Hermann Sasse had a great insight to this question:
“Lutheran theology differs from Reformed theology in that it lays great emphasis on the fact that the evangelical church is none other than the medieval Catholic Church purged of certain heresies and abuses. The Lutheran theologian acknowledges that he belongs to the same visible church to which Thomas Aquinas and Bernard of Clairvaux, Augustine and Tertullian, Athanasius and Ireneaus once belonged. The orthodox evangelical church is the legitimate continuation of the medieval Catholic Church, not the church of the Council of Trent and the [First] Vatican Council which renounced evangelical truth when it rejected the Reformation.
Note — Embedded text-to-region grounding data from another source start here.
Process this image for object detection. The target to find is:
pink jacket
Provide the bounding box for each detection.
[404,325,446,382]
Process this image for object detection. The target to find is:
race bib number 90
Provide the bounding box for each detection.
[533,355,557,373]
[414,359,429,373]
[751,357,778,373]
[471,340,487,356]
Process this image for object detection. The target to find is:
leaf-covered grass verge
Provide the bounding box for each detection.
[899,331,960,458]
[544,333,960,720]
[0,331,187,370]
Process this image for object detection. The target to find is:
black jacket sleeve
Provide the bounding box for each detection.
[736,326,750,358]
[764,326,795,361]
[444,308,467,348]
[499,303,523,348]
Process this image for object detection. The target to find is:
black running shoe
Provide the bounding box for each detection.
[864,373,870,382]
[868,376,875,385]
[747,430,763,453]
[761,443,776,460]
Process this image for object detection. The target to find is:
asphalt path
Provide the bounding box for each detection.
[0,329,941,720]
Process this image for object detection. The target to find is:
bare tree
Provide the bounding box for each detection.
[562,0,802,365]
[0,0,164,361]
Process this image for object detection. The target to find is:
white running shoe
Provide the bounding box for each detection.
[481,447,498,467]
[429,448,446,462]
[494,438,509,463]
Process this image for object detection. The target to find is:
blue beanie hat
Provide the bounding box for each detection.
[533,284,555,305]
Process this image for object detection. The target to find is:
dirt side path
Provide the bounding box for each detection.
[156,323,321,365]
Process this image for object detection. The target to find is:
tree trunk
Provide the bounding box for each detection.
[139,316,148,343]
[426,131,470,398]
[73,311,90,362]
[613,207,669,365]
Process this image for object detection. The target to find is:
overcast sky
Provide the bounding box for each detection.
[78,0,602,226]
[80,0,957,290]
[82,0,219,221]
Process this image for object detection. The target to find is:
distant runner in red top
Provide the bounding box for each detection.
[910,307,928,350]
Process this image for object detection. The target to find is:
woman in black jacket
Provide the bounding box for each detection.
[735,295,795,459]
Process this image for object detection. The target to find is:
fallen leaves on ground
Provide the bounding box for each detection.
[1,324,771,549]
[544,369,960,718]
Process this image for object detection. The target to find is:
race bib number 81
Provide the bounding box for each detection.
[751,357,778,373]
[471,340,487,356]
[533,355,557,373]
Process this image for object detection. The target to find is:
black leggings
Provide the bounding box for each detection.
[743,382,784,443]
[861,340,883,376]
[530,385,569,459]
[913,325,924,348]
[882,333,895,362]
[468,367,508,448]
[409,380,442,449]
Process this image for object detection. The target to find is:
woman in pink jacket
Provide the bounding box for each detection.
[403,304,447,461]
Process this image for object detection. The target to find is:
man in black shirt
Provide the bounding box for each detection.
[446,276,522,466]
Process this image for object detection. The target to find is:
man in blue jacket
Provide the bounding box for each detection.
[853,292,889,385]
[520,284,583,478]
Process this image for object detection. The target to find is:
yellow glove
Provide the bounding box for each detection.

For the orthodox evangelical church is really identical with the orthodox Catholic Church of all times. And just as the very nature of the Reformed Church emphasizes its strong opposition to the medieval church, so the very nature of the Lutheran Church requires it to go to the farthest possible limit in its insistence on its solidarity and identity with the Catholic Church. It was no mere ecclesiastico-political diplomacy which dictated the emphatic assertion in the Augsburg Confession that the teachings of the Evangelicals were identical with those of the orthodox Catholic Church of all ages, and no more was it romanticism or false conservatism which made our church anxious to retain as much of the old canonical law as possible, and to cling tenaciously to the old forms of worship.”
Here We Stand, pp. 110-111
So no, Lutherans are not Anti-Catholic. In fact, one of the worst reasons to avoid something is if it is “too Catholic”. I’ve heard this argument used when it comes to the ceremony and decorum of the Church (ie: chanting, vestments, incense, bowing, making the sign of the cross have all been accused as being “too Catholic”). When such an argument is made, so long as such a practice does not directly contradict the Gospel, if one is being consistently Lutheran, the accusation “that’s too Catholic” actually is making the case that such a practice should be enacted.